No penúltimo final de semana de novembro, lamentavelmente, me deparei com a difícil realidade da informação da morte de Chico Branco e Seu Expedito rezador. Duas figuras conhecidas do local onde vivi toda minha infância: a Baixada, na Benjamim Barroso.

Chico, que morreu no sábado, 20, era daquele ser humano que todo mundo gostava de estar perto. Irreverente e prestativo, ali, do nada, e na hora da precisão ele sempre aparecia. Gostava de andar, mesmo quando não podia.

Além de ser muito conhecido, o Chico Branco, antes de qualquer coisa, era muito querido, o que o tornava um pedacinho de cada um de nós.

Já Seu Expedito, que morreu no domingo, 21, era uma figura que na minha mente representava o místico. Primeiro, antes de falar dele, lembro de sua mãe, a Dona Santinha, que em uma cadeirinha simples, na esquina da Benjamim com a Paulo Sarasate, sempre rezou em quem a procurava. De hábito comum, Santinha me lembra muito das figuras daquele pedaço que fizeram o imaginário da minha infância, como a Dona Luzia, mãe do Tutu, que fumava cachimbo; Seu Adauto, que vendia lenha; Dona Irene, esta que tenho vaga lembrança; e a Dona Senhora, que comprei muitas carteiras de cigarro no Antônio Jorge. Cigarro plaza. A Lúcia do finado Onofre; Seu Eduardo relojoeiro; Rozildo, também de vaga lembrança; Seu Raimundo Martinho e Dona Helena: um casal que era a cara da Baixada; Seu Sebasto da carroça; Seu Chico do Santo, inato solador de violão; Seu Correia; Dona Maria Nilza e meu querido amigo Paulinho; Seu Bastião, esposo da Maria. Esse lembro perfeitamente da sua trágica morte. Manel Tronco, esse também de vaga memória. Lembro do seu enterro apenas.

Enfim. Descrevo isso para apenas dizer que Expedito era uma dessas figuras também. Nas rodas de conversa lá de casa que existem até hoje, na memória de minha avó, Dona Rita, estão presentes histórias dessa gente e que me aproximam daquele lugar.

Expedito tinha um zelo enorme pelos seus bens, pelo seu carro principalmente. Gostava de contar histórias, às vezes aumentava um pouco algumas. Eu gostava de ouvir e era melhor quando ele aumentava, ficava muito mais interessante. Seu jeito de falar era peculiar, e era rezador, de ofício por certo pegado da mãe, Santinha, que morreu com mais de 100 anos.

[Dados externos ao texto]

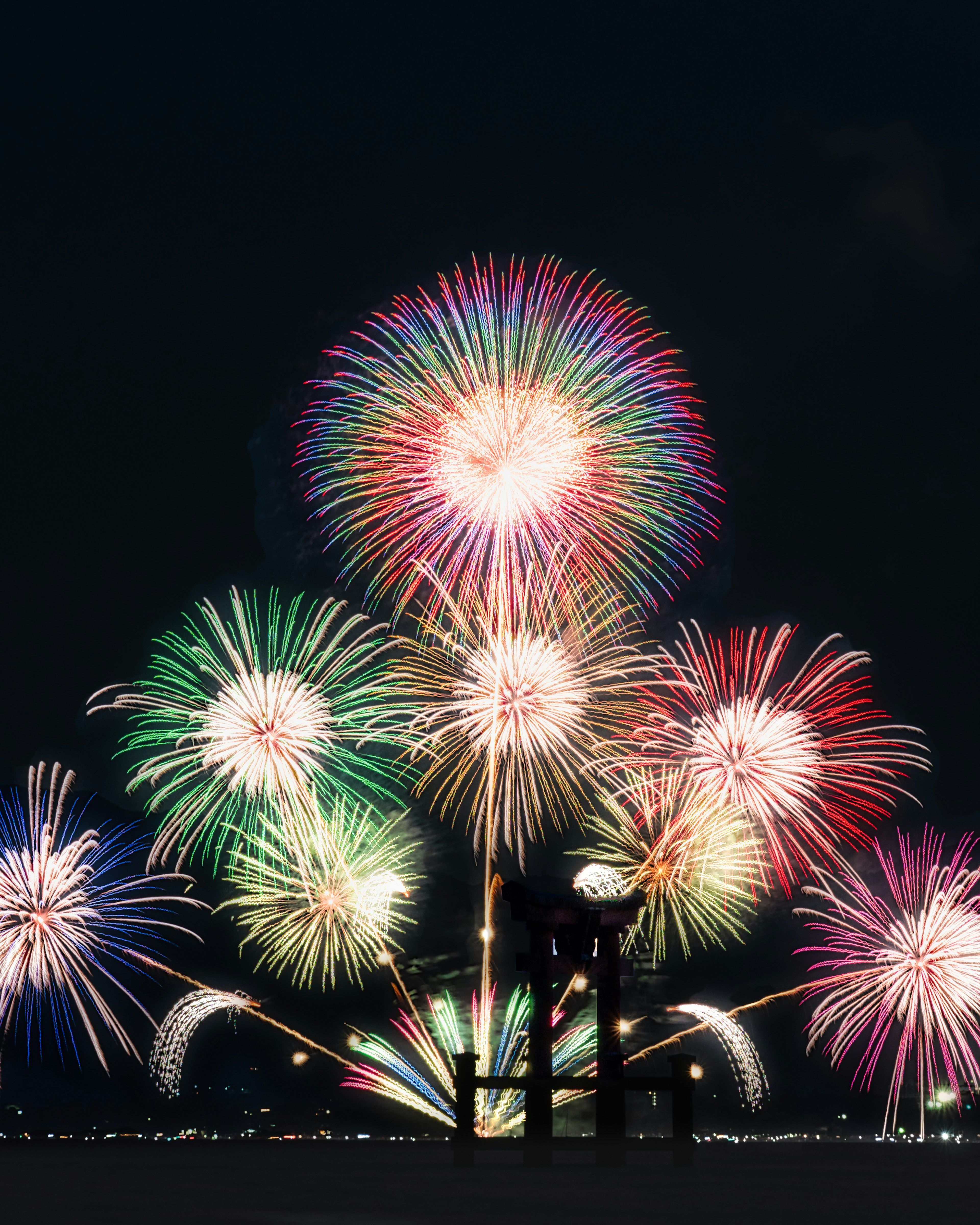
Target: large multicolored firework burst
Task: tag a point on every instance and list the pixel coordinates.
(910, 963)
(803, 753)
(509, 720)
(246, 717)
(693, 855)
(508, 420)
(429, 1086)
(328, 898)
(69, 922)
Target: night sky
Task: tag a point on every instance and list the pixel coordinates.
(197, 204)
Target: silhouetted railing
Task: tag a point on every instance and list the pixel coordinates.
(610, 1141)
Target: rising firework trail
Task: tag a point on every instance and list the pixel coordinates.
(331, 901)
(508, 720)
(908, 965)
(803, 753)
(504, 420)
(427, 1085)
(690, 853)
(247, 716)
(69, 917)
(743, 1057)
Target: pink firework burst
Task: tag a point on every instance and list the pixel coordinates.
(804, 753)
(911, 962)
(481, 432)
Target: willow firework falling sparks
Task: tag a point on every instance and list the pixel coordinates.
(69, 921)
(247, 716)
(503, 421)
(331, 900)
(529, 708)
(743, 1057)
(183, 1021)
(804, 753)
(179, 1026)
(693, 857)
(910, 963)
(428, 1087)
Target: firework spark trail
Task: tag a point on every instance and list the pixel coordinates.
(67, 914)
(750, 1075)
(691, 855)
(911, 962)
(244, 718)
(179, 1026)
(429, 1087)
(330, 900)
(509, 418)
(804, 755)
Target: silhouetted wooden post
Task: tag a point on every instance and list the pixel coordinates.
(683, 1108)
(466, 1108)
(610, 1107)
(538, 1114)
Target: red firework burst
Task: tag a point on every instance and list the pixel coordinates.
(911, 961)
(804, 754)
(504, 423)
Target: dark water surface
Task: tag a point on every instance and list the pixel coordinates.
(390, 1184)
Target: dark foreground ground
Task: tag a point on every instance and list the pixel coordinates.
(391, 1184)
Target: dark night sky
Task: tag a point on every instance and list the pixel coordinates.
(194, 203)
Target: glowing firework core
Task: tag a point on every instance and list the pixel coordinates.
(755, 755)
(527, 687)
(260, 729)
(508, 455)
(601, 881)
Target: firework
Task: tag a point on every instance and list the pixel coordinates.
(246, 717)
(601, 881)
(331, 900)
(743, 1057)
(182, 1022)
(691, 855)
(506, 420)
(68, 919)
(509, 721)
(429, 1088)
(803, 754)
(179, 1026)
(911, 962)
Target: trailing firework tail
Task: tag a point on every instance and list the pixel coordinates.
(700, 1028)
(802, 753)
(691, 855)
(508, 720)
(244, 718)
(68, 917)
(427, 1086)
(910, 962)
(181, 1025)
(743, 1057)
(505, 420)
(331, 900)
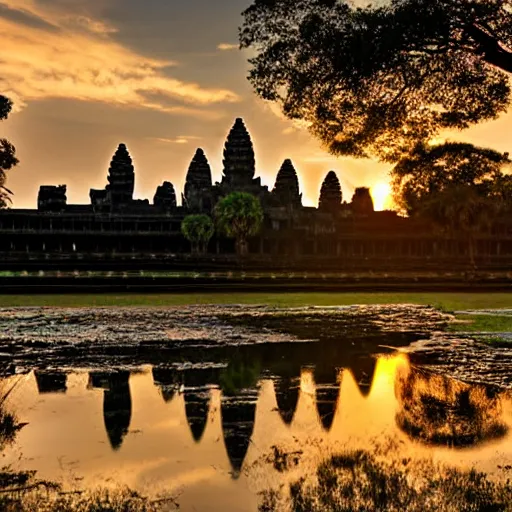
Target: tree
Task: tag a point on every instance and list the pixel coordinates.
(7, 154)
(198, 229)
(362, 202)
(458, 187)
(239, 215)
(330, 194)
(375, 80)
(430, 170)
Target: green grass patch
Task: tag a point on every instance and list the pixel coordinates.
(444, 301)
(482, 323)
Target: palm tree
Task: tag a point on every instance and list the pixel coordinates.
(239, 215)
(198, 229)
(461, 210)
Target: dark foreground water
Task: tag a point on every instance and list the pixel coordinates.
(216, 406)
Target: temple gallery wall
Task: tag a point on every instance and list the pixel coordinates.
(115, 224)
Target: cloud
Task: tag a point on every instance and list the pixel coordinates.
(24, 17)
(77, 60)
(181, 139)
(227, 47)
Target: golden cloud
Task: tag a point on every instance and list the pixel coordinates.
(227, 47)
(180, 139)
(76, 59)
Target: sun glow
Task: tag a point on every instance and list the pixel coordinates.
(381, 195)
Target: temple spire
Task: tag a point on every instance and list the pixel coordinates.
(165, 197)
(286, 190)
(330, 194)
(121, 177)
(239, 161)
(198, 183)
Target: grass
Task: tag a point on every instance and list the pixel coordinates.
(444, 301)
(482, 323)
(357, 481)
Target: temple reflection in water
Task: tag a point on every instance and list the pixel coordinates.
(425, 408)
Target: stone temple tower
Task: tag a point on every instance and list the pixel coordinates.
(198, 184)
(286, 189)
(239, 161)
(121, 178)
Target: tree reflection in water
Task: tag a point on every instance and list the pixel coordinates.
(374, 481)
(438, 410)
(117, 403)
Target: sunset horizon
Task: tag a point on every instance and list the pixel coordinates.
(164, 80)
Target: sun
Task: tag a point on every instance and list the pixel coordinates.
(381, 195)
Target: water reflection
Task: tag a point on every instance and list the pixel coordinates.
(327, 393)
(218, 423)
(117, 403)
(167, 380)
(287, 396)
(50, 381)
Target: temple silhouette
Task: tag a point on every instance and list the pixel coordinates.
(117, 227)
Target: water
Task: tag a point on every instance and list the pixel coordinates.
(217, 425)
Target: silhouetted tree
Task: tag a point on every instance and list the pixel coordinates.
(459, 187)
(374, 80)
(239, 215)
(7, 154)
(198, 229)
(362, 202)
(330, 194)
(165, 196)
(429, 170)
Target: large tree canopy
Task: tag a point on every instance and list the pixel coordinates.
(433, 170)
(372, 81)
(7, 154)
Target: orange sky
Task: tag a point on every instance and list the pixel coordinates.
(162, 76)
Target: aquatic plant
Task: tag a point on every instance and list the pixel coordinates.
(357, 481)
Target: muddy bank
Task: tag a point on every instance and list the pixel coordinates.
(465, 358)
(60, 337)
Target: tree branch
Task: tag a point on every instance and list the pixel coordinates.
(490, 48)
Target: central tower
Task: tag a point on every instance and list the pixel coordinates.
(239, 162)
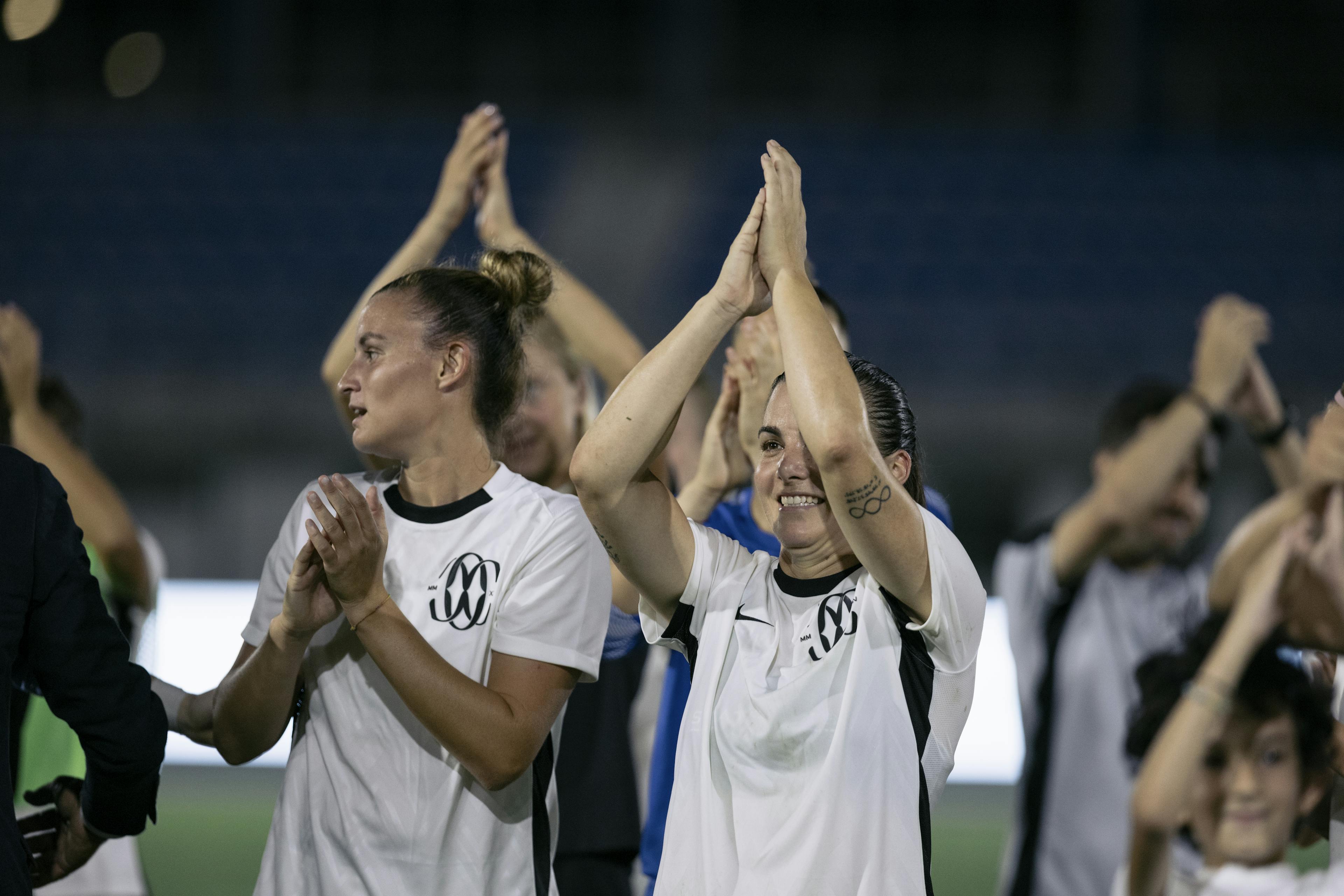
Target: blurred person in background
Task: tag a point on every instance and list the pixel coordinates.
(1104, 589)
(57, 639)
(600, 832)
(1310, 617)
(721, 496)
(803, 765)
(42, 419)
(425, 651)
(1237, 741)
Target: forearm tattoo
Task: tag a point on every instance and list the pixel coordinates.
(867, 499)
(611, 551)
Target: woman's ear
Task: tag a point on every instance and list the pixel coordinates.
(1314, 792)
(899, 465)
(454, 366)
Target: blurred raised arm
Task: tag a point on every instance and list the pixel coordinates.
(1147, 468)
(475, 146)
(1260, 409)
(1159, 804)
(94, 502)
(1322, 468)
(640, 524)
(596, 334)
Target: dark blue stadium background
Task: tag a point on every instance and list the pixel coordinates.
(1011, 233)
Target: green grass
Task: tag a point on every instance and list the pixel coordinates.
(211, 831)
(213, 828)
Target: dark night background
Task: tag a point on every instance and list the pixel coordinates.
(1021, 205)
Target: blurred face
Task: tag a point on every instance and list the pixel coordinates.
(394, 385)
(1251, 792)
(1172, 523)
(542, 435)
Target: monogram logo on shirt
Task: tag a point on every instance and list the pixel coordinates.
(836, 617)
(468, 587)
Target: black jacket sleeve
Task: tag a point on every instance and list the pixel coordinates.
(75, 653)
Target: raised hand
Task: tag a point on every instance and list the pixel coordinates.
(1314, 587)
(351, 544)
(1256, 401)
(310, 604)
(57, 839)
(1229, 332)
(741, 289)
(21, 358)
(495, 224)
(784, 229)
(755, 360)
(476, 146)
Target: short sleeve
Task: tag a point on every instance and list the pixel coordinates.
(958, 613)
(717, 557)
(557, 606)
(275, 574)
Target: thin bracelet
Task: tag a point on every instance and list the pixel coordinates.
(355, 625)
(1273, 436)
(1209, 698)
(1202, 403)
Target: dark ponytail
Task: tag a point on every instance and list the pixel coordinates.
(491, 308)
(890, 418)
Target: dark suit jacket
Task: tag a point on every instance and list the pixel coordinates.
(58, 640)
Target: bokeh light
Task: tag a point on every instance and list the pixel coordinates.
(134, 64)
(26, 19)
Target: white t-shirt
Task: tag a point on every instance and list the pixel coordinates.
(1240, 880)
(371, 803)
(820, 727)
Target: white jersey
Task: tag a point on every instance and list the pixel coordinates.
(820, 727)
(1240, 880)
(371, 803)
(1336, 829)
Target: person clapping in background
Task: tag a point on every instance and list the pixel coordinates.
(1238, 745)
(1105, 587)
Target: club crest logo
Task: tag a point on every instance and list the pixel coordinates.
(836, 617)
(468, 590)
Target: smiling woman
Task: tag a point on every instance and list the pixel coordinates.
(802, 765)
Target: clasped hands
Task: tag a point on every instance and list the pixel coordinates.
(773, 241)
(341, 567)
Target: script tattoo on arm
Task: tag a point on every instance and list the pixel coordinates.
(611, 551)
(867, 499)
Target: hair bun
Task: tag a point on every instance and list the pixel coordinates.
(523, 280)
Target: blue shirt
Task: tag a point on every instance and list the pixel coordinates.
(732, 518)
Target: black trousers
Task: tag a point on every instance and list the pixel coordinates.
(595, 874)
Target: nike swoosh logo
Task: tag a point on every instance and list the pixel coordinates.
(750, 619)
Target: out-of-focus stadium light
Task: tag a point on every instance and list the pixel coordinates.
(191, 640)
(26, 19)
(134, 64)
(194, 636)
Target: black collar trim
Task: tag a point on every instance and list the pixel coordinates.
(811, 587)
(441, 514)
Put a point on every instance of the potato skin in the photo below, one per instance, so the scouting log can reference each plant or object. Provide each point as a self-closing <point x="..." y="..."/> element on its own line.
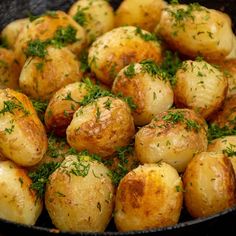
<point x="120" y="47"/>
<point x="18" y="203"/>
<point x="99" y="17"/>
<point x="12" y="30"/>
<point x="40" y="78"/>
<point x="209" y="183"/>
<point x="201" y="87"/>
<point x="22" y="135"/>
<point x="44" y="28"/>
<point x="62" y="106"/>
<point x="80" y="203"/>
<point x="215" y="40"/>
<point x="226" y="145"/>
<point x="101" y="128"/>
<point x="174" y="142"/>
<point x="145" y="14"/>
<point x="147" y="197"/>
<point x="150" y="93"/>
<point x="9" y="69"/>
<point x="227" y="114"/>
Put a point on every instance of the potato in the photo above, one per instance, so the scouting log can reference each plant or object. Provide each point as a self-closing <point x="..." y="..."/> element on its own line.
<point x="201" y="87"/>
<point x="101" y="127"/>
<point x="226" y="145"/>
<point x="173" y="136"/>
<point x="209" y="184"/>
<point x="226" y="116"/>
<point x="40" y="78"/>
<point x="96" y="17"/>
<point x="145" y="14"/>
<point x="195" y="30"/>
<point x="79" y="195"/>
<point x="120" y="47"/>
<point x="229" y="69"/>
<point x="63" y="105"/>
<point x="149" y="90"/>
<point x="51" y="25"/>
<point x="150" y="196"/>
<point x="22" y="135"/>
<point x="9" y="69"/>
<point x="12" y="30"/>
<point x="18" y="203"/>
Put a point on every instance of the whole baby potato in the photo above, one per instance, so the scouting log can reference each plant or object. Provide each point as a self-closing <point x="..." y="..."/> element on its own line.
<point x="9" y="69"/>
<point x="150" y="91"/>
<point x="174" y="136"/>
<point x="96" y="17"/>
<point x="195" y="30"/>
<point x="120" y="47"/>
<point x="18" y="203"/>
<point x="200" y="86"/>
<point x="22" y="135"/>
<point x="209" y="183"/>
<point x="40" y="78"/>
<point x="101" y="127"/>
<point x="145" y="14"/>
<point x="79" y="195"/>
<point x="149" y="196"/>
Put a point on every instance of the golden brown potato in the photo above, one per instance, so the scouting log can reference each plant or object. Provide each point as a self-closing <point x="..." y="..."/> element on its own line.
<point x="101" y="127"/>
<point x="57" y="26"/>
<point x="173" y="136"/>
<point x="96" y="17"/>
<point x="22" y="135"/>
<point x="120" y="47"/>
<point x="209" y="183"/>
<point x="195" y="30"/>
<point x="226" y="145"/>
<point x="150" y="196"/>
<point x="79" y="195"/>
<point x="145" y="14"/>
<point x="40" y="78"/>
<point x="226" y="116"/>
<point x="150" y="91"/>
<point x="62" y="107"/>
<point x="9" y="69"/>
<point x="12" y="30"/>
<point x="229" y="69"/>
<point x="18" y="203"/>
<point x="200" y="86"/>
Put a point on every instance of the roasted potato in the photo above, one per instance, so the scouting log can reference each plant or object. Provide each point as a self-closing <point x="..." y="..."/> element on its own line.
<point x="18" y="203"/>
<point x="53" y="28"/>
<point x="145" y="14"/>
<point x="209" y="184"/>
<point x="96" y="17"/>
<point x="226" y="145"/>
<point x="22" y="135"/>
<point x="79" y="195"/>
<point x="226" y="116"/>
<point x="9" y="69"/>
<point x="40" y="78"/>
<point x="120" y="47"/>
<point x="63" y="105"/>
<point x="12" y="30"/>
<point x="195" y="30"/>
<point x="150" y="196"/>
<point x="149" y="90"/>
<point x="173" y="136"/>
<point x="200" y="86"/>
<point x="101" y="127"/>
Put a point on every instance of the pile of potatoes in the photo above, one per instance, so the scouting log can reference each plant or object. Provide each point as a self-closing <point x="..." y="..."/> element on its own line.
<point x="129" y="101"/>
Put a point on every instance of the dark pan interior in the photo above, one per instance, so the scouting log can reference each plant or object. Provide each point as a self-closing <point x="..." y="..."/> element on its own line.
<point x="223" y="222"/>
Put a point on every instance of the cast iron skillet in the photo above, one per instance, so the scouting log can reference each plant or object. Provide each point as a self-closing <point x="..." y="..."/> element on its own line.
<point x="224" y="222"/>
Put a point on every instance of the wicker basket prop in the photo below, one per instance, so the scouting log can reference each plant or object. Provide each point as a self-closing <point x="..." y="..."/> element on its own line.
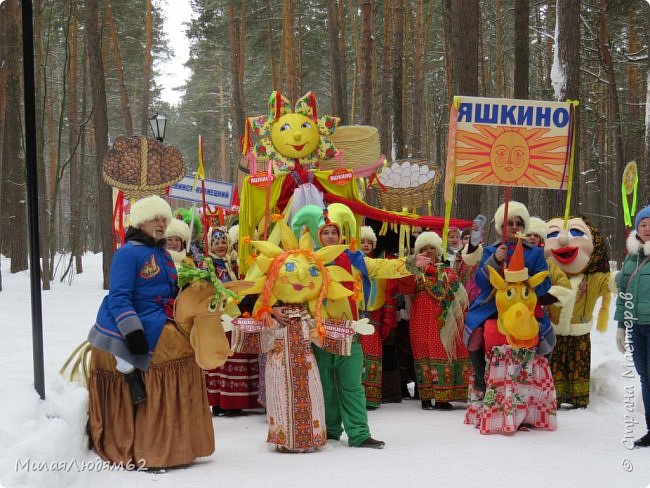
<point x="359" y="145"/>
<point x="408" y="184"/>
<point x="140" y="166"/>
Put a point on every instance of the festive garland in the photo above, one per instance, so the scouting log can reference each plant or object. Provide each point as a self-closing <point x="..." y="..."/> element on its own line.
<point x="188" y="274"/>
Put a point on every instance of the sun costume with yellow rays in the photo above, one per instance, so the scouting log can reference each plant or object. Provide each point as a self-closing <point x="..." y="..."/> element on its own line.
<point x="297" y="279"/>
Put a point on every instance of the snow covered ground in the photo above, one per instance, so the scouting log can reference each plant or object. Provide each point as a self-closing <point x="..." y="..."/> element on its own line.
<point x="43" y="443"/>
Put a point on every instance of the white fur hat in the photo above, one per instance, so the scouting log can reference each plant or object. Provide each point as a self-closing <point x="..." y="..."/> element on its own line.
<point x="428" y="239"/>
<point x="178" y="228"/>
<point x="515" y="209"/>
<point x="149" y="208"/>
<point x="368" y="233"/>
<point x="233" y="233"/>
<point x="538" y="226"/>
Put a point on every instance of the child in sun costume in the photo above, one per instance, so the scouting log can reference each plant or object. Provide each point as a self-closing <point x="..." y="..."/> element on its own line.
<point x="519" y="383"/>
<point x="581" y="252"/>
<point x="297" y="280"/>
<point x="345" y="401"/>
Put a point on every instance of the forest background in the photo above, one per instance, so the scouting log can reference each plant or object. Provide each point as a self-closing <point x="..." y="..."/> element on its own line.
<point x="393" y="64"/>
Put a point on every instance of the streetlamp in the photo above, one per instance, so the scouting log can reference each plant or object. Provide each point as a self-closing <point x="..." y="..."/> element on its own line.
<point x="158" y="123"/>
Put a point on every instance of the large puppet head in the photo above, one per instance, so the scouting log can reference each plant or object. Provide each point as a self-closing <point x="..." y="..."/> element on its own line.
<point x="516" y="300"/>
<point x="297" y="274"/>
<point x="286" y="136"/>
<point x="580" y="248"/>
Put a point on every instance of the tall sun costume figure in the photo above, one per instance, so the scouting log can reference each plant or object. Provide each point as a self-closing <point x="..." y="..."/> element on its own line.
<point x="345" y="401"/>
<point x="581" y="252"/>
<point x="296" y="279"/>
<point x="519" y="383"/>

Escrevo essas poucas palavras emocionado, lembrando daquele lugar onde vivi. Lembro com perfeição das casas, das pessoas, do barulho, das confusões, daquele pedaço e do meu lugar.

E é por essas e outras que a passagem de Chico Branco e Seu Expedito marcaram bastante. Tudo isso por saber que dali, daquele pedaço, aos poucos vamos nos afastando mais.

Isso pode ser apenas loucura de minha cabeça, mas, ao certo, imagino ser mesmo SAUDADE.

(Na foto, Seu Chico Branco)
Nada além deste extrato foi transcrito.